In our previous article we wrote about 9 pitfalls to avoid when planning and implementing Operational Excellence (OpEx) in your organization. In this article, we want to go one step further.
1. Stimulate the generation of ideas for improvement on the shop floor
Most organizations implement Operational Excellence in a top-down manner: management decides to invest in OpEx and the rest of the company has to follow. This is a sensible approach, but please don’t forget to solicit and listen to feedback from the shop floor. It will greatly improve your chances of success.
After all, the shop floor is where the money is made and where improvement starts. Your operators and managers can provide you with first-hand feedback to optimize your processes, so listen to them and keep them motivated. In short,
- have motivated and critically thinking operators on the shop floor
- stimulate a culture of continuous improvement
- reward bottom-up feedback and personal contributions to change
- communicate your company’s vision and goals clearly to your entire workforce
2. Learn and motivate first-line management to identify ideas for improvement
Your operators can provide you with valuable feedback to further optimize your processes. But if they have no one to turn to, these ideas may go to waste. To ensure a good flow of ideas for improvement from the shop floor to management, invest in:
- managers with the right soft skills and (OpEx) training in first-line management
- clear and efficient bottom-up communication channels from the shop floor to management
- incentives for structural improvements identified by operators and first line managers
3. Implement quick wins as soon as possible
Small changes often have the biggest impact. One of the best ways to motivate people is to listen to them, implement their feedback (if useful) and let them know the results of their input. So try to:
- implement small changes (Kaizen) as soon as possible. This is essential to motivate your workforce and to nurture a culture of continuous improvement.
- make sure to communicate the results of the implementations as soon as possible (if possible in less than a week) to motivate your workforce to keep coming with new ideas for improvement.

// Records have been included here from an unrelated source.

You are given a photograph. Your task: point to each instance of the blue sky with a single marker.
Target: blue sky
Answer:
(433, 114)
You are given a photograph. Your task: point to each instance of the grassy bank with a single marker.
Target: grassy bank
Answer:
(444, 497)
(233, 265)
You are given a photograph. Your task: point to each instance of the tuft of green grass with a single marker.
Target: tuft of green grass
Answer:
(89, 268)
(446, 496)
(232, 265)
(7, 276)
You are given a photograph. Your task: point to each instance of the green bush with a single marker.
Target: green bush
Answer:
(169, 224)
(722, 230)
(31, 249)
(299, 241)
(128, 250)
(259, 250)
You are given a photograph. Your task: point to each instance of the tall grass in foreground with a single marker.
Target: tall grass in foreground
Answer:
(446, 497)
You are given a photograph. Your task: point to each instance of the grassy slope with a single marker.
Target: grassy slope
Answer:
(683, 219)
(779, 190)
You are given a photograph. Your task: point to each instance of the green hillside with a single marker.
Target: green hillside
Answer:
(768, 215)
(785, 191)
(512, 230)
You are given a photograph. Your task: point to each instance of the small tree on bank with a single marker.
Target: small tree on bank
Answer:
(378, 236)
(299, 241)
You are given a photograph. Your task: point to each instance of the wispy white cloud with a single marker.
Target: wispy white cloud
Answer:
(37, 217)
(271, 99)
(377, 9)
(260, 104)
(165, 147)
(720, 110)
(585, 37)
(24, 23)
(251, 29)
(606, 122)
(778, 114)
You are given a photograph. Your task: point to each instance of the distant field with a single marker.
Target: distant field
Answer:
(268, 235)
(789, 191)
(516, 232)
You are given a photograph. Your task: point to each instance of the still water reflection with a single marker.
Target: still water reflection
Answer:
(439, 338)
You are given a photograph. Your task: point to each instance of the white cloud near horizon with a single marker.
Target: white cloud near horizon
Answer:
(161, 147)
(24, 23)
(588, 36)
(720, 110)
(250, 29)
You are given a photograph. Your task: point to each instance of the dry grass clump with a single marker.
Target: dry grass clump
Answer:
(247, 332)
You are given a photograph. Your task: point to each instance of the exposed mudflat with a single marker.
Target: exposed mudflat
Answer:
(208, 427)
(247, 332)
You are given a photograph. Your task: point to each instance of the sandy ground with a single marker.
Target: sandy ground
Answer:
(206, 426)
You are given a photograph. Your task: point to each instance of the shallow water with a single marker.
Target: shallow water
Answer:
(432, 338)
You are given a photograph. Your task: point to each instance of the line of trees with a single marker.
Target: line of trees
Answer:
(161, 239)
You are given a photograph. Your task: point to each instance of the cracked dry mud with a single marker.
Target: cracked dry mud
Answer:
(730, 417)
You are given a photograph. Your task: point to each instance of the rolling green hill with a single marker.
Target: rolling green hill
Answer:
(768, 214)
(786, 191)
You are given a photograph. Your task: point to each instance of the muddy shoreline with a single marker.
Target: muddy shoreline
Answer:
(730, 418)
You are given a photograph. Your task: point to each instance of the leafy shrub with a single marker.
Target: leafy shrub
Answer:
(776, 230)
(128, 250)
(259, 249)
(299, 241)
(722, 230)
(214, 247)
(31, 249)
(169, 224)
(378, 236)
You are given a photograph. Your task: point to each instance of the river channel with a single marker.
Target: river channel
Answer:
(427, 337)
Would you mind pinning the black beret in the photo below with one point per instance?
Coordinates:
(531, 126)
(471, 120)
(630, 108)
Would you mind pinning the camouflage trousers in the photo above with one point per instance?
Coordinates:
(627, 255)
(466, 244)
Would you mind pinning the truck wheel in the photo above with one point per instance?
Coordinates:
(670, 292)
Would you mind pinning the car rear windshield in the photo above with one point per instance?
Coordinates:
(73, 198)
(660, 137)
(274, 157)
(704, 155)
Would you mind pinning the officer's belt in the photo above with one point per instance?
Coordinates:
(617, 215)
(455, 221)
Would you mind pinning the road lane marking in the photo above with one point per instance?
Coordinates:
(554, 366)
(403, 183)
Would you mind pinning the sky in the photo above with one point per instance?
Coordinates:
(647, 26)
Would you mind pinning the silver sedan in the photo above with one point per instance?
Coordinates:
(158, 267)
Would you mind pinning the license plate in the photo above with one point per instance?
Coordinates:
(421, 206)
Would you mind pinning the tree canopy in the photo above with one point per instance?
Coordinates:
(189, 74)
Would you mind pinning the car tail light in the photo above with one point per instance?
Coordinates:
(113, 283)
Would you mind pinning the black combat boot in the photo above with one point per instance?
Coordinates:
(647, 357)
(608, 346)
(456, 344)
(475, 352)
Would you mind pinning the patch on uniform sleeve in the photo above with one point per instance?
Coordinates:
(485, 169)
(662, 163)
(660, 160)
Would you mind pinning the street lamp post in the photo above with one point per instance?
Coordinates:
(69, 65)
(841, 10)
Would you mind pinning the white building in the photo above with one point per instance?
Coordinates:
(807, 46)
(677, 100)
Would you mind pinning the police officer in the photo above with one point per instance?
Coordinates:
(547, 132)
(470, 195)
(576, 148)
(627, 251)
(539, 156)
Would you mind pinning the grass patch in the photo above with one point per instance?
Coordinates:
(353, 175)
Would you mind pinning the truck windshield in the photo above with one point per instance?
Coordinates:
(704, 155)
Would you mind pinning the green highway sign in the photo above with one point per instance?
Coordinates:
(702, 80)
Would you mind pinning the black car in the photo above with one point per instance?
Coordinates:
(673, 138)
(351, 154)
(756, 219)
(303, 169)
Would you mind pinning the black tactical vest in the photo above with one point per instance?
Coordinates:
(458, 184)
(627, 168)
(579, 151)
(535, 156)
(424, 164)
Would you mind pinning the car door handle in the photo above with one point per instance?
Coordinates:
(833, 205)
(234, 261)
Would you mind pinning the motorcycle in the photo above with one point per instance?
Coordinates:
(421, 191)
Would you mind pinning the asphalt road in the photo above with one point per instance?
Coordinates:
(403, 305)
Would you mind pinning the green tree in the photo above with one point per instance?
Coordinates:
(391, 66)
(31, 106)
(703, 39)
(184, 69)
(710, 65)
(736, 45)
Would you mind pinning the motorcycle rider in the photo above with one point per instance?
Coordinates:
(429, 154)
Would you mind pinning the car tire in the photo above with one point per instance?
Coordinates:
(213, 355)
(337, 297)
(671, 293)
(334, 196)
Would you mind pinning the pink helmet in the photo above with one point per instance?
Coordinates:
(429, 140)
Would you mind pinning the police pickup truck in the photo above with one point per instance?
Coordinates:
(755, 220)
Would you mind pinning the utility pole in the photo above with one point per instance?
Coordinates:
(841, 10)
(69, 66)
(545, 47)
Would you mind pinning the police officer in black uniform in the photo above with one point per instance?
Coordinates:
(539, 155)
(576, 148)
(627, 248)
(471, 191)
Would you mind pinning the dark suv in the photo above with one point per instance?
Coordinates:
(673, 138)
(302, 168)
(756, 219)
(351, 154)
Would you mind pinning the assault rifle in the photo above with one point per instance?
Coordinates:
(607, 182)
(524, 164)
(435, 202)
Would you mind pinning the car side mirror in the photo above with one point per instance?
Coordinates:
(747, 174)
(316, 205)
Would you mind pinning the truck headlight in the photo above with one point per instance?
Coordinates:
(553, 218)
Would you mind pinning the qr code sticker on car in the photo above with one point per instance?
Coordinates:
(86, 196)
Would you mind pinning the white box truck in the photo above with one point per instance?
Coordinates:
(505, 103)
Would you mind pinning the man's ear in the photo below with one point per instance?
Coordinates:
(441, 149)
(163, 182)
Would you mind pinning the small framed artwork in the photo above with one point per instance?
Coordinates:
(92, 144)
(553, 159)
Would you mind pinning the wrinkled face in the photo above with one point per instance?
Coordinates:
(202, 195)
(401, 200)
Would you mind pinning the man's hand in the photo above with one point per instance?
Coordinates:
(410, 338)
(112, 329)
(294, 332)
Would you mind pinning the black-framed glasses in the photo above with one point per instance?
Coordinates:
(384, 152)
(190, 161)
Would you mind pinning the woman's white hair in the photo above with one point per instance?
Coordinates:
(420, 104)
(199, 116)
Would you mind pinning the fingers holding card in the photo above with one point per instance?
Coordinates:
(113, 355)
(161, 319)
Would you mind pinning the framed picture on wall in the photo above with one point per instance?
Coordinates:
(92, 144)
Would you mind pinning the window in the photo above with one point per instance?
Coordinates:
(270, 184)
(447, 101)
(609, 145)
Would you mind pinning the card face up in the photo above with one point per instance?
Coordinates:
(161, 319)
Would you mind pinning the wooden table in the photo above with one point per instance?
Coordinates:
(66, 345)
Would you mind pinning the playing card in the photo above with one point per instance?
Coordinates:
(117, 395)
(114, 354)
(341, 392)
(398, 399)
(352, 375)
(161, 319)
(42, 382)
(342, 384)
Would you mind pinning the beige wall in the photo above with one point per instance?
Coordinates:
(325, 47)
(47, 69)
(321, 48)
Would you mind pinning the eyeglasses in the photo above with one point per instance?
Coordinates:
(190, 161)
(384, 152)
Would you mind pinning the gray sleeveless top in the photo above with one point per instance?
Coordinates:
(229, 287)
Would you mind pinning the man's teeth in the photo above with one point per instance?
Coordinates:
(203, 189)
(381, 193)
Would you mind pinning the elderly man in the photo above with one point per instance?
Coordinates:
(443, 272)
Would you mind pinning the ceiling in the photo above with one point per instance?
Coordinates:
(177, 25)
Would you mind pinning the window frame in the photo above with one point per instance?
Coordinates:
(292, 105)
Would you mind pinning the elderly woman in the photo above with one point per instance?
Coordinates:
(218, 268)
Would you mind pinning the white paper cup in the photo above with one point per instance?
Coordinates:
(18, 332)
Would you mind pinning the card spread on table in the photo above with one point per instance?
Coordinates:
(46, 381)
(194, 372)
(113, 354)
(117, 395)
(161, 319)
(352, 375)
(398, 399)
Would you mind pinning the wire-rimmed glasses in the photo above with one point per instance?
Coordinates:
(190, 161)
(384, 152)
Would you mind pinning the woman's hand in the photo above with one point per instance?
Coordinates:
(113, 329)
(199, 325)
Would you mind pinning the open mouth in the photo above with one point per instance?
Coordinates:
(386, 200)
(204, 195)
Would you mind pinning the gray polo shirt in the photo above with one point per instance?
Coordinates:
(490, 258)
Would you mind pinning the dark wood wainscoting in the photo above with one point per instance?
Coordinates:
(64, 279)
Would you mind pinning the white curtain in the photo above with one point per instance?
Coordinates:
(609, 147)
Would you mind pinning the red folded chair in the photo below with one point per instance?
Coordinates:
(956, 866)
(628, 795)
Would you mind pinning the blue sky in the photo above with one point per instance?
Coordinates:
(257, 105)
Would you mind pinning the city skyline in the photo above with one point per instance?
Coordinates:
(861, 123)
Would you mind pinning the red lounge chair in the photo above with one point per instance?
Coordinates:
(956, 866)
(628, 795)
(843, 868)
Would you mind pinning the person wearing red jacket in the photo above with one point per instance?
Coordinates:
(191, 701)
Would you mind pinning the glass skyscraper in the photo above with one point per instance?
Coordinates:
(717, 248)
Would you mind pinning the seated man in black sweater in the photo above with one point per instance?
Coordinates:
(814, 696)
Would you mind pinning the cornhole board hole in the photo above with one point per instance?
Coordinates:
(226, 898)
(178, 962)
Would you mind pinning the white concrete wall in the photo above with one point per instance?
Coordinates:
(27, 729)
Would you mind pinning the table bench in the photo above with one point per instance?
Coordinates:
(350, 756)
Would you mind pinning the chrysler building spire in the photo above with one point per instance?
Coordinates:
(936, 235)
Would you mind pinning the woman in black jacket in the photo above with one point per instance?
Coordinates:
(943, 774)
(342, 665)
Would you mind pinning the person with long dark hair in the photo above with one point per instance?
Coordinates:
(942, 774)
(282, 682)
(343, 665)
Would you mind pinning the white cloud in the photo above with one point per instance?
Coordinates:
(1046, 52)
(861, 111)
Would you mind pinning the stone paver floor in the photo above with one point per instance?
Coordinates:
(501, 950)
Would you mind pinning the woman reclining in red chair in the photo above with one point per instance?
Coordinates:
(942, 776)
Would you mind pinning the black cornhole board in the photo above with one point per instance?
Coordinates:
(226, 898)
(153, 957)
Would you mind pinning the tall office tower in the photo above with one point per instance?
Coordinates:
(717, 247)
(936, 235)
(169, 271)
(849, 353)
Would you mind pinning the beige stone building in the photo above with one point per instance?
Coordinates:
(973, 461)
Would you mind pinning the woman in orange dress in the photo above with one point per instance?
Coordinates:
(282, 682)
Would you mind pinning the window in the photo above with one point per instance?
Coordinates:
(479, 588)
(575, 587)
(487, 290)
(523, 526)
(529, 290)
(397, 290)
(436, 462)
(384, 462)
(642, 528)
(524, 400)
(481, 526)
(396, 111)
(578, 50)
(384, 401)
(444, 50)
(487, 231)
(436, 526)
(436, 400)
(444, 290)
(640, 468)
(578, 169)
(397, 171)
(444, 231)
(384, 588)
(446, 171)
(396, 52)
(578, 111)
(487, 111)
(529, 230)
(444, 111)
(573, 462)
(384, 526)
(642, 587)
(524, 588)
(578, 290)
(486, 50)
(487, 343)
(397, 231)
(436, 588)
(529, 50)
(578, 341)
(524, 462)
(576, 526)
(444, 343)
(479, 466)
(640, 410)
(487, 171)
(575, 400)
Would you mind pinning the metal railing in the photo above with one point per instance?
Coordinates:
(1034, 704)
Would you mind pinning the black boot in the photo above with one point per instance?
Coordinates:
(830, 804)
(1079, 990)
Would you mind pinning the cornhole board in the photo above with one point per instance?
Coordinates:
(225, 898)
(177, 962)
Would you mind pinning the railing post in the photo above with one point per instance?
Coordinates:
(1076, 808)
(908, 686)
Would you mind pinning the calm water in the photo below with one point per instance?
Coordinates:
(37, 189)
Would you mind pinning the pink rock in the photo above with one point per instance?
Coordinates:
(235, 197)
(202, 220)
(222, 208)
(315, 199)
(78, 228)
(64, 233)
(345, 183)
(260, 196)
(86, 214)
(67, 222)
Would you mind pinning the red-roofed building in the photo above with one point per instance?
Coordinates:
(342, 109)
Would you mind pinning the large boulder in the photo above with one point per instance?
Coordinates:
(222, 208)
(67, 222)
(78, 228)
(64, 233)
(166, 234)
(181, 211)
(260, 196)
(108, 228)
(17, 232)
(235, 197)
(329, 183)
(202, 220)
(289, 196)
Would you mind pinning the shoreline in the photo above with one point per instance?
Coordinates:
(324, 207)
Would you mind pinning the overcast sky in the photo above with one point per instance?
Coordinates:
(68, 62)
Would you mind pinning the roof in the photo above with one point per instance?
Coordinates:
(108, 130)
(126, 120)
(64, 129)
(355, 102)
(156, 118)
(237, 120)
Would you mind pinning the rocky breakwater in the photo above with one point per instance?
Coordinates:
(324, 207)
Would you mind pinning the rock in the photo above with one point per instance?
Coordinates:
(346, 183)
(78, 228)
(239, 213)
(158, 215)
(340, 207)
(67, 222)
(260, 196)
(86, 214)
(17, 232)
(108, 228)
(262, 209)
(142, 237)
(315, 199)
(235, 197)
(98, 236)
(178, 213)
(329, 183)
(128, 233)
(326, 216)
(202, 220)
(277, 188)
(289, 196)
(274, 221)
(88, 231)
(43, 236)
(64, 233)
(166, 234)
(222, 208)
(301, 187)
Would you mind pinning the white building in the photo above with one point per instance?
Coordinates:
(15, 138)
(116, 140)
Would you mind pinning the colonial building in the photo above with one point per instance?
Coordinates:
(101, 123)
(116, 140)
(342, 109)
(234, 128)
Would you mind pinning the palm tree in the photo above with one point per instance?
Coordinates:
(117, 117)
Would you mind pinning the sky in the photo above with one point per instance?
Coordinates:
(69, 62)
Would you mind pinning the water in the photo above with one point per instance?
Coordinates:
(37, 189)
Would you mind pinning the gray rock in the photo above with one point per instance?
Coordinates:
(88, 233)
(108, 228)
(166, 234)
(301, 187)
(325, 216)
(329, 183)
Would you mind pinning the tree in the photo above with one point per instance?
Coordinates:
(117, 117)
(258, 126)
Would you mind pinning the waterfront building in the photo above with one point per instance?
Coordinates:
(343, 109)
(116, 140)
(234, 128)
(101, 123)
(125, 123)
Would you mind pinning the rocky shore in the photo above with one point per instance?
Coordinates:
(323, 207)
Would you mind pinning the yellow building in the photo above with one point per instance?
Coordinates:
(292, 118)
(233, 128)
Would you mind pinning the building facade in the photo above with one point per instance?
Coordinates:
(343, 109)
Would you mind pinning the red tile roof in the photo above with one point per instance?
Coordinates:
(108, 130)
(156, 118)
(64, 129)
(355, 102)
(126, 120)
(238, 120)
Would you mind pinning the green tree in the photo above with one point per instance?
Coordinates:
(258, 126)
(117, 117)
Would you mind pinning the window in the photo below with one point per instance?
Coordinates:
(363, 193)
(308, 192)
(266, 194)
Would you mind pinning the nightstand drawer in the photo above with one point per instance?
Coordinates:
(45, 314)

4. Define and align clear company goals and long-term improvement projects
Operational Excellence requires having clear company goals for the long term. So please make sure to have these goals in place and make sure that everyone in the company knows the priorities and importance of these goals. So:
- define and communicate your company vision. This vision should state where your company is now and where you want it to be in 3 to 5 years. Describe your goals as SMART as possible.
- implement a transparent process for capturing and prioritizing larger improvement proposals to support your company goals. The priorities of these improvement proposals will be determined by the priorities of your company goals.
5. Take care of project governance
All too often, the implementation phase is where improvement projects die a quiet death. In the face of shifting priorities, resource scarcity and disputes between departments, improvement projects can end up delayed, cancelled or even worse – rewritten to such a degree that they have nothing to do with the original idea anymore.
The successful implementation of improvement projects requires:
- An effective process for capturing project goals and deliverables and estimating their costs and dependencies
- An effective selection process for projects to avoid having too many ongoing projects at the same time
- Full support of higher management to sort out interfering priorities and departmental issues
- Full personal accountability from all the members of the project team to bring the project to a good end
6. Track the effectiveness of changes in the long term
Many improvement projects end up implemented, and some even do so within budget and before their due date. But the true effectiveness of an improvement project can only be measured on the shop floor, and only in the long term, long after the project was ‘delivered’.
Nevertheless, it is of critical importance to keep tracking the true effectiveness of a change. Not doing so, or not acting on an ineffective change, will hurt the credibility of the OPEX program and the continuous improvement culture. Thus, the people on the shop floor may lose their motivation to highlight and implement possibilities for improvement.
Successful tracking of the effectiveness of projects is very important and it requires at least:
- the establishment of clear KPIs that are in line with company goals and project goals
- bottom-up communication channels between and active involvement of the ‘people on the floor’ and the management at the top of the firm
OPERATIONAL EXCELLENCE IS A PEOPLE’S BUSINESS
We said it before and we will probably say it again, but operational excellence is a people’s business. One of the most important takeaways from the projects we have been involved in can be summarized as:
- making sure that everyone is informed and on the same page
- stimulating involvement of everyone in the company
- rewarding the involvement of everyone in the company
- celebrating results with everyone in the company
In other words: make sure you have a good model to manage “the (cultural) change”.